Can this fiber be spliced to standard SMF-28 or HI1060 fibers?
Yes—fusion splicing is feasible using core-alignment splicers (e.g., Fujikura CT50 or Vytran GPX-3400) with customized arc parameters. Typical splice loss is 0.15–0.35 dB per core when matched to SMF-28; higher losses may occur for broadband variants due to mode-field diameter mismatch.

What is the minimum bend radius for sustained operation?
For acrylate-coated versions: 15× cladding diameter (e.g., 30 mm for 2000 µm fiber); for hermetically coated versions: 10× cladding diameter.
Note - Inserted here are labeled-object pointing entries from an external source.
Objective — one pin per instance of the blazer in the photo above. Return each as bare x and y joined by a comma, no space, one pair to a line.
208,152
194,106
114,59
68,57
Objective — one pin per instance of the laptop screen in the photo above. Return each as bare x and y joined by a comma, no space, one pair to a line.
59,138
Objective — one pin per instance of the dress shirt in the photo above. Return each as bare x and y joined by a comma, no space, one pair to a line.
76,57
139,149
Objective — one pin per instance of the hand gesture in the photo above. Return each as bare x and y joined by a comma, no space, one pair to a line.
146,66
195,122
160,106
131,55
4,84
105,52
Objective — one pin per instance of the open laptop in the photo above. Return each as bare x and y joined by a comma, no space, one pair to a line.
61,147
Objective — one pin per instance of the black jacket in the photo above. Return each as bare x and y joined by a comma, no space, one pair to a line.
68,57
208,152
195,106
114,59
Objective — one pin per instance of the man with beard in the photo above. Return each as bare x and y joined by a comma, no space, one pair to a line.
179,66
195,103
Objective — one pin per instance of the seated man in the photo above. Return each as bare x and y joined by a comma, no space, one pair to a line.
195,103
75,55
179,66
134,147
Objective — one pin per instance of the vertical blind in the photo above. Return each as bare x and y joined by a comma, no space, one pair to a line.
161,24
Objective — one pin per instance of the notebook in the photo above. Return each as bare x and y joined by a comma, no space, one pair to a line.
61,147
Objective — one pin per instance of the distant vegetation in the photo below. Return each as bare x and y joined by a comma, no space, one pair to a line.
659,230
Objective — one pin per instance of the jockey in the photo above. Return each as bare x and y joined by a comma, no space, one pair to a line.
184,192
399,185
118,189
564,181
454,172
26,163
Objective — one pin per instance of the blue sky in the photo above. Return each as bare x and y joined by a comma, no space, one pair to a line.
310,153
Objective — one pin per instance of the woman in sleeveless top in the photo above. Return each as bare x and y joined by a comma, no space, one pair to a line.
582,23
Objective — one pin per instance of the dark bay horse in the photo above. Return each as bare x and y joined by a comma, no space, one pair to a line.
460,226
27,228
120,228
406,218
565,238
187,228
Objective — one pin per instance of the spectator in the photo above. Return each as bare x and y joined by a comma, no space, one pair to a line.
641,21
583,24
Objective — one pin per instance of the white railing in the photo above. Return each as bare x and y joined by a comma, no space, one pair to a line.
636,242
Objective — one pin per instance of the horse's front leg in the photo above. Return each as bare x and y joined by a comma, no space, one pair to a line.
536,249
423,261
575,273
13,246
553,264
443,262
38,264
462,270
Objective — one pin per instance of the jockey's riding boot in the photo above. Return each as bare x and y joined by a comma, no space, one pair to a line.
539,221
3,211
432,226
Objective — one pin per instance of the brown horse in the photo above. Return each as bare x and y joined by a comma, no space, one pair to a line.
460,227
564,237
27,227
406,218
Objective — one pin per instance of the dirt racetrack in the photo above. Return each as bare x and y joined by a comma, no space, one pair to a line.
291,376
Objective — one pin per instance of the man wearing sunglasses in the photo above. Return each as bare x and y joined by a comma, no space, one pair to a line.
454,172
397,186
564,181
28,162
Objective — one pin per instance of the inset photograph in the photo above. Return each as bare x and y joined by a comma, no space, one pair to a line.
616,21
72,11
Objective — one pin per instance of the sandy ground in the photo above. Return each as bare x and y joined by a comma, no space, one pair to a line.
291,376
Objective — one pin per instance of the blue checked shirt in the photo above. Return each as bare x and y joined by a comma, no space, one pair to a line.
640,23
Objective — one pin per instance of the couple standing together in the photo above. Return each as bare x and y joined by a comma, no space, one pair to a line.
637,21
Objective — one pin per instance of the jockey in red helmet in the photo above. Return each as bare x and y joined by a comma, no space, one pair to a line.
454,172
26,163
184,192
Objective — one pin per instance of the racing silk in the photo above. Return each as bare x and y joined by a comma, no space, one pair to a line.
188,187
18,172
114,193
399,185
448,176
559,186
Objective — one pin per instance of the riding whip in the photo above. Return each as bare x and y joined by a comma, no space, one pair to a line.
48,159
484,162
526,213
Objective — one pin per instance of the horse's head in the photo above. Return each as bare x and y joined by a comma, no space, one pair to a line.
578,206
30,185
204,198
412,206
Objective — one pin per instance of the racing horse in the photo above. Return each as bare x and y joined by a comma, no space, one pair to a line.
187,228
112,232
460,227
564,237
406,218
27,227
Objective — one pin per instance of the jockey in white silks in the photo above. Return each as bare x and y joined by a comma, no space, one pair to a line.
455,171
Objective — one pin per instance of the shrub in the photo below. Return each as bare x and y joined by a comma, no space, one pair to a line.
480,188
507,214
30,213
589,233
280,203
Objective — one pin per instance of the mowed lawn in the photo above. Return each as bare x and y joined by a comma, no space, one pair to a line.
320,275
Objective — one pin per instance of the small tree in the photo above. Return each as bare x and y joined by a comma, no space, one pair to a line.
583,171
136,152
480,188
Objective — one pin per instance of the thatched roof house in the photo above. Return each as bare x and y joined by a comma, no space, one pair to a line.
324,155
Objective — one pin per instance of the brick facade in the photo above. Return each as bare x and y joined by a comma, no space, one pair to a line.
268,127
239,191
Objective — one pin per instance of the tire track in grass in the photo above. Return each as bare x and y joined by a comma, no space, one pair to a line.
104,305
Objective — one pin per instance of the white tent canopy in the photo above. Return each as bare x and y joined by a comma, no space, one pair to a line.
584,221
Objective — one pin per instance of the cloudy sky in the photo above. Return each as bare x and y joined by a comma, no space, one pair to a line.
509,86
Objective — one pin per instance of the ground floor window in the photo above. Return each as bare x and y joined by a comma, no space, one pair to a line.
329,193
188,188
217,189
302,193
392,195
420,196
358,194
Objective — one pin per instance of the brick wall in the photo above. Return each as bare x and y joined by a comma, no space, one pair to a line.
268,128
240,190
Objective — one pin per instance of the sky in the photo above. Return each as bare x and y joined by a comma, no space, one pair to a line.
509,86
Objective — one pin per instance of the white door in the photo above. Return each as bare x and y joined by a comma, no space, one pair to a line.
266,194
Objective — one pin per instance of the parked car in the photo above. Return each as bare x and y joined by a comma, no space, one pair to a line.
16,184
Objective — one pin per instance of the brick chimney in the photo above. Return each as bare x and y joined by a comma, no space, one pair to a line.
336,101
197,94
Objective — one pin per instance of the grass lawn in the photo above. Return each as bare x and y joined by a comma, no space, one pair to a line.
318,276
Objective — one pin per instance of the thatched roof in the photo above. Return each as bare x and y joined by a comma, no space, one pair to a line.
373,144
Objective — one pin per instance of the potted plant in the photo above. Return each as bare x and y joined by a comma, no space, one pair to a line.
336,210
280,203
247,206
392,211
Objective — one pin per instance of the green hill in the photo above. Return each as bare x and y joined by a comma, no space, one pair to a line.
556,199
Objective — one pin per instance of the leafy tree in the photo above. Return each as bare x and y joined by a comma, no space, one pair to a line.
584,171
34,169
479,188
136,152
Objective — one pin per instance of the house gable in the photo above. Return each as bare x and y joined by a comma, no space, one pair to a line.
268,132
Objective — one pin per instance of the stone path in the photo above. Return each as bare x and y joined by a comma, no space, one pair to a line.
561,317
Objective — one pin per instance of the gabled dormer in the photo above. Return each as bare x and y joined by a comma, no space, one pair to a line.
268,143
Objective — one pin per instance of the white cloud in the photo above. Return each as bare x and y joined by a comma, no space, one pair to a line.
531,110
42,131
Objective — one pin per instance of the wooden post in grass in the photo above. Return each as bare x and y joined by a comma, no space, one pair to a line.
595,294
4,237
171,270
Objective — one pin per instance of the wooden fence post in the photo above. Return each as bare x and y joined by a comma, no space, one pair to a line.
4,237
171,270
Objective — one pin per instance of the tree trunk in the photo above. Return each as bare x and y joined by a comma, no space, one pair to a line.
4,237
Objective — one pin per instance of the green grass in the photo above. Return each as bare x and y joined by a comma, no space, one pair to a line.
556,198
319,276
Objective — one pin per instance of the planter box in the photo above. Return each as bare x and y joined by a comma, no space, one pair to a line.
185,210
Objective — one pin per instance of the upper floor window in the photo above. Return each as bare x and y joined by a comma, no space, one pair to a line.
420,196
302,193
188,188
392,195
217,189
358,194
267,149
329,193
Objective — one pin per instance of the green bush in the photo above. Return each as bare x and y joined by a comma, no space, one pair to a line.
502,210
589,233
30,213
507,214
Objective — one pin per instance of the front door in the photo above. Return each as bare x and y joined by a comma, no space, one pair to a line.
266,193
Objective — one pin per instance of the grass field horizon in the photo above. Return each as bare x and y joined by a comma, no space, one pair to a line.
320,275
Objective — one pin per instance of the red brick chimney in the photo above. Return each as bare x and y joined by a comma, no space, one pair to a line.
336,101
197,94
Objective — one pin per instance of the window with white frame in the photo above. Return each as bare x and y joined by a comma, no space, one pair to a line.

Bending beyond these limits increases inter-core crosstalk and may induce permanent attenuation rise.

Is radiation-hardened version available?
Yes—Armadillo offers REACH-compliant radiation-tolerant variants with cerium-doped silica cores, qualified to 10⁵ Gy(SiO₂) total ionizing dose (TID) per MIL-STD-883H Method 1019.4.

Do you provide test reports for individual fiber lots?
Yes—each shipment includes a Certificate of Conformance (CoC) with batch-specific attenuation, NA, geometry, and proof-test results. Full test reports (per IEC 60793-1-40) are available upon request.